Dutch-Will vino a recibirme en Juneau, en el aeródromo, y durante mucho tiempo viví en su casa. Nunca hablaba mucho conmigo, pero tampoco se mostró nunca antipático.
Como casi todos los hombres de Juneau, Dutch-Will trabajaba en la pesca del salmón durante la temporada en que el «Rey Salmón» se dignaba visitar aquellos parajes. Tenía un socio que poseía una buena lancha, y así fue cómo yo empecé a trabajar como ayudante de mister Christoph.

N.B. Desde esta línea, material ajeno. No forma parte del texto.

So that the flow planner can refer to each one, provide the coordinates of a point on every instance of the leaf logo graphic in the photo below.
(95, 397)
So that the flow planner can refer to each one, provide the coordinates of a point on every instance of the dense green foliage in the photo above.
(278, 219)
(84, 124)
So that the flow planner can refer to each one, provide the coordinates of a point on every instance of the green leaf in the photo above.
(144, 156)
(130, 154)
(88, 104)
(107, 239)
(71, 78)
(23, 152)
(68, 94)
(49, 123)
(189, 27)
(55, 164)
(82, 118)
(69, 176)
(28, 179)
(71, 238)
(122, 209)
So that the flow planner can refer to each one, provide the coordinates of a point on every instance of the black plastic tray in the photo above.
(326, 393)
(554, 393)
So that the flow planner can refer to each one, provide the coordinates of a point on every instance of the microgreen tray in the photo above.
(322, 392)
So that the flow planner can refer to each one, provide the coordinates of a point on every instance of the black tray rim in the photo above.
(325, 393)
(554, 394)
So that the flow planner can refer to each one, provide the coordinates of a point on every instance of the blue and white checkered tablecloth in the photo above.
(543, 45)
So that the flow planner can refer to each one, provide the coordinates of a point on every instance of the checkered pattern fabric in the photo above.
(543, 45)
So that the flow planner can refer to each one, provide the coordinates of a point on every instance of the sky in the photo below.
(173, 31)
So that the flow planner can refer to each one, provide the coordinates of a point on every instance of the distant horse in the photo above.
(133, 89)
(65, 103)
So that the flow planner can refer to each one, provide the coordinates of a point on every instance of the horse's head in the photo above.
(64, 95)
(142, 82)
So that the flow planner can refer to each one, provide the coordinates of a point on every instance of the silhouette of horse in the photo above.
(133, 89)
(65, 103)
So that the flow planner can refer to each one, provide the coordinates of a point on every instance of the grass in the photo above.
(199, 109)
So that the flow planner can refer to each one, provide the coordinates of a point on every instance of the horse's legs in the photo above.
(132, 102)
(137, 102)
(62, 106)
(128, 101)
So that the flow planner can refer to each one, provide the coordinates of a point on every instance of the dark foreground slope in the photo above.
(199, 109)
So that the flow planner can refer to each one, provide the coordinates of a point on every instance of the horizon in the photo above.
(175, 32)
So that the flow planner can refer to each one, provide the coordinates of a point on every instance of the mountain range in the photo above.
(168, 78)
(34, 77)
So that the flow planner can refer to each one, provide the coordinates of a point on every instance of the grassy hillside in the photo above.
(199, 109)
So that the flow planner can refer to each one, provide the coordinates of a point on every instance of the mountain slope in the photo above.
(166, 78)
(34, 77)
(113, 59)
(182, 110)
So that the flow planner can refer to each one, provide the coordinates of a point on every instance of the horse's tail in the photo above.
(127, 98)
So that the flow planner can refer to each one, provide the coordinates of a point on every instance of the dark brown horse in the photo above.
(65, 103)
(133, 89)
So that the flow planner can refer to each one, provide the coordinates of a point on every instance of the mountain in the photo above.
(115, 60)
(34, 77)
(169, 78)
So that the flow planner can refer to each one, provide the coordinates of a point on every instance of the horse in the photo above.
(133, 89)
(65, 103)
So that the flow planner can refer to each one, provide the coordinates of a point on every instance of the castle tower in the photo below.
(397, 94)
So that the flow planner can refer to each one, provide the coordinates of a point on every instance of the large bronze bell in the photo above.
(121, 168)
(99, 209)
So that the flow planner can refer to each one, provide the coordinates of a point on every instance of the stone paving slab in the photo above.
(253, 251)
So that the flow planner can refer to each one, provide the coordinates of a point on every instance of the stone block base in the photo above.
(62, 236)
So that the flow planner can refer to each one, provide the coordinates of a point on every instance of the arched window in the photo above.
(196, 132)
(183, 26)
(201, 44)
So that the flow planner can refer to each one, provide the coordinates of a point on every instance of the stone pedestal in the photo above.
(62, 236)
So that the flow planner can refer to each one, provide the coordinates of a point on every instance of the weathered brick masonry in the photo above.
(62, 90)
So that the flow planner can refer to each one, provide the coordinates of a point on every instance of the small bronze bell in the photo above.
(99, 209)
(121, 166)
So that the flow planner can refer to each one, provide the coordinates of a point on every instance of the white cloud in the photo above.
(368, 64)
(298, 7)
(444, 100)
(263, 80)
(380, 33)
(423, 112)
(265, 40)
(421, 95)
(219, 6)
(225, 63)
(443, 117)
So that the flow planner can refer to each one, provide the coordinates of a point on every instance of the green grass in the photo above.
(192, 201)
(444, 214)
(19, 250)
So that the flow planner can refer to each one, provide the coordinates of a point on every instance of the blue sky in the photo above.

Desde fines de junio hasta fines de julio pescábamos los salmones de la bahía; sólo nos estaba permitida la pesca los jueves y los domingos. Todo el mundo gana allí muchos dólares durante la temporada, tantos dólares como para poder vivir desahogadamente todo el invierno. A mí me sobraron doscientos dólares, y la mujer de Dutch-Will fue conmigo al banco y abrió en mi nombre una cuenta corriente.
—Lo que no se tiene en las manos —dijo—, no se gasta tan fácilmente.
Era una mujer muy fea, pero cocinaba muy bien, y por ello iba mucha gente a su casa a comer durante la temporada del salmón. Era muy exigente, y quería tener siempre muy limpias todas las cosas. Tuve que acostumbrarme desde un buen principio a sus reproches y a su gran amor a la limpieza. Más tarde llegamos a hacer muy buenas migas. Los domingos me llamaba a su cuarto y me invitaba a tomar el té con pastas, y me decía:
—¡Anda, cuéntame!
Entonces yo le contaba todo lo que había oído o visto, incluso del tiempo de antes de haberla conocido, acerca de las personas y de los animales, en fin, todo cuanto se me ocurría. Ella hacía muy pocos comentarios a lo que yo decía, y continuamente estaba haciendo calceta. A veces le hacía gracia lo que yo le contaba, y se reía de buena gana. A mí me agradaba verla reír, pues tenía entonces un aspecto muy simpático, y por ello procuraba contarle cosas divertidas.
Lo que más gracia le hizo fue, sin embargo, lo que nos ocurrió a «Mister Whisky» y a mí. Dutch-Will me había enviado al hotel porque había oído decir que «Mister Whisky» necesitaba un ayudante para el «Golden North Derby».